C’est comme quelqu’un qui a faim et quand il a eu à manger il est tellement malade qu’il se demande mais qu’est-ce que je vais faire. Pourquoi je dis cela ? Il n’y avait pas beaucoup de Néphrologues, on en forme aujourd’hui. Est-ce que vous savez que j’avais demandé au ministère depuis des années un plan simple de développement de la néphrologie au Burkina. Nous n’avons pas les capacités d’exercer la néphrologie, surtout la dialyse parce que c’est trop cher. Il aurait fallu qu’on en ait notre propre compréhension et qu’on sache que ce n’est qu’un outil et comment nous allons l’utiliser pour que ça rende service. Et c’est dans ce cadre que j’avais demandé un plan de développement de la néphrologie et c’était simple. Il y avait Ouagadougou, Bobo-Dioulasso, Fada N’Gourma, et c’était écrit ce qu’on allait faire dans telle échéance et ce qu’on va faire pour y arriver. Maintenant, on ne l’a pas fait, on se met à former. 20 Néphrologues qu’on va dispatcher partout. Il faut relever le niveau au niveau des CHR et des CHU. Il faut un minimum pour pouvoir diagnostiquer, pour pouvoir traiter. Le stéthoscope, le tensiomètre aident certes, mais pour le néphrologue c’est à ras du sol. Ce qui lui permettra de travailler, ce n’est pas ce que l’œil nu va voir. Tout le monde voit les urines colorées, mais qu’est-ce qui colore ? Il faut donc la biologie, il faut la paraclinique, on ne demande pas d’aller chercher quelque chose de sophistiqué, il faut le minimum, or quand on regarde, ce minimum n’est pas développé. Par fini, le niveau des spécialistes va régresser. Il faut que le travail quotidien sorte de la routine. J’étais seul, s’ils sont nombreux, il faut qu’ils sortent de la routine, or, l’ambiance globale fait que ça ne va pas. C’est pour cela que je dis qu’il faut que les hôpitaux où on les affecte aient un niveau minimum, sinon les Néphrologues ne pourront pas travailler.

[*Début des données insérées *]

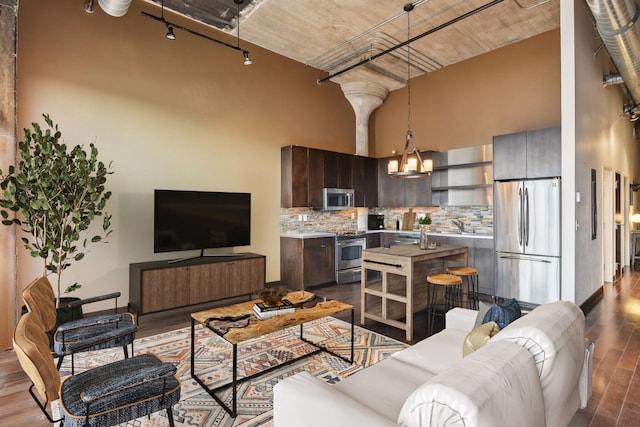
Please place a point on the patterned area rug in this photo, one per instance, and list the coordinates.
(255, 397)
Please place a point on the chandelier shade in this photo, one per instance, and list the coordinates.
(411, 165)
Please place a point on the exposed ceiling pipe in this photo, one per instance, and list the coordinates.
(616, 23)
(411, 40)
(611, 80)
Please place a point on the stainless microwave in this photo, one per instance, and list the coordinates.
(338, 198)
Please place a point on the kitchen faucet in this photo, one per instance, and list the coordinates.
(458, 224)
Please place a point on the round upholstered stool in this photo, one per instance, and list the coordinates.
(470, 297)
(444, 291)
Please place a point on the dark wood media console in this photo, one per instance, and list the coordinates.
(161, 285)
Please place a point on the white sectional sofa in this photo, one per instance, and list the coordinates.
(529, 374)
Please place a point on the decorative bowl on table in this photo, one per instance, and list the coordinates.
(271, 296)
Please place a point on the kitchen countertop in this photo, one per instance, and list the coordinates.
(307, 234)
(416, 233)
(436, 233)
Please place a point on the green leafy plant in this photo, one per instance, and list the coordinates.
(424, 220)
(53, 195)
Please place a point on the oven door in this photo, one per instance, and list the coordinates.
(349, 253)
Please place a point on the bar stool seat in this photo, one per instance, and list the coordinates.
(452, 290)
(471, 275)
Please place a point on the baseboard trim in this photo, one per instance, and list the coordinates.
(592, 301)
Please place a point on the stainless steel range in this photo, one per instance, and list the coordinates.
(349, 247)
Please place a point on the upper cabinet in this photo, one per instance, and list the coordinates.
(401, 192)
(525, 155)
(306, 171)
(365, 180)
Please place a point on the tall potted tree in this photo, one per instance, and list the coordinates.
(53, 195)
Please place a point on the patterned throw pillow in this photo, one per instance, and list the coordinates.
(503, 313)
(479, 337)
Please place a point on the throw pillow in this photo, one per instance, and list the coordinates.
(483, 307)
(479, 337)
(503, 313)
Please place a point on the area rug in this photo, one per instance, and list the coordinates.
(255, 397)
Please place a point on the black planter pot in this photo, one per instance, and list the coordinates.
(64, 314)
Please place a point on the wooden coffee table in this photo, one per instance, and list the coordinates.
(237, 323)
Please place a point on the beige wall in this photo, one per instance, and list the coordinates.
(8, 295)
(511, 89)
(603, 140)
(177, 115)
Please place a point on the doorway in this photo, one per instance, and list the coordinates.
(608, 220)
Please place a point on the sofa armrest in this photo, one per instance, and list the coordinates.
(461, 318)
(302, 399)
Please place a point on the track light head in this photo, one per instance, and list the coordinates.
(170, 34)
(247, 60)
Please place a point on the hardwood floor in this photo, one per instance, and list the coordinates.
(613, 324)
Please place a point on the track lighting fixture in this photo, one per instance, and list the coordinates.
(171, 35)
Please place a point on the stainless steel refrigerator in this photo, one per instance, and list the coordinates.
(527, 239)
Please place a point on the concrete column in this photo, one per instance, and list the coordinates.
(8, 114)
(364, 98)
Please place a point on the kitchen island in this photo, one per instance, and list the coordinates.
(393, 283)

Des conseils pour les jeunes médecins ?
Si tu as un malade devant toi, tu t’occupes de ton malade, tu te mets à cœur que ce malade m’a amené un problème de santé, j’apporte ce que au maximum ce que je peux lui apporter. Je peux y arriver ou pas, c’est autre chose, mais si l’effort que j’ai fait est à la hauteur de mes capacités, je peux être fier. Qu’ils s’occupent bien des malades, qu’ils sachent que la plupart de nos malades n’ont pas d’argent. Maintenant, il y a des contraintes, ce sont les conditions dans lesquelles on me demande de rendre le service. Il faut que ces conditions soient acceptables. Mais le clientélisme, courir à gauche et à droite, n’est pas une bonne chose. Il y a une certaine intégrité que le médecin doit avoir.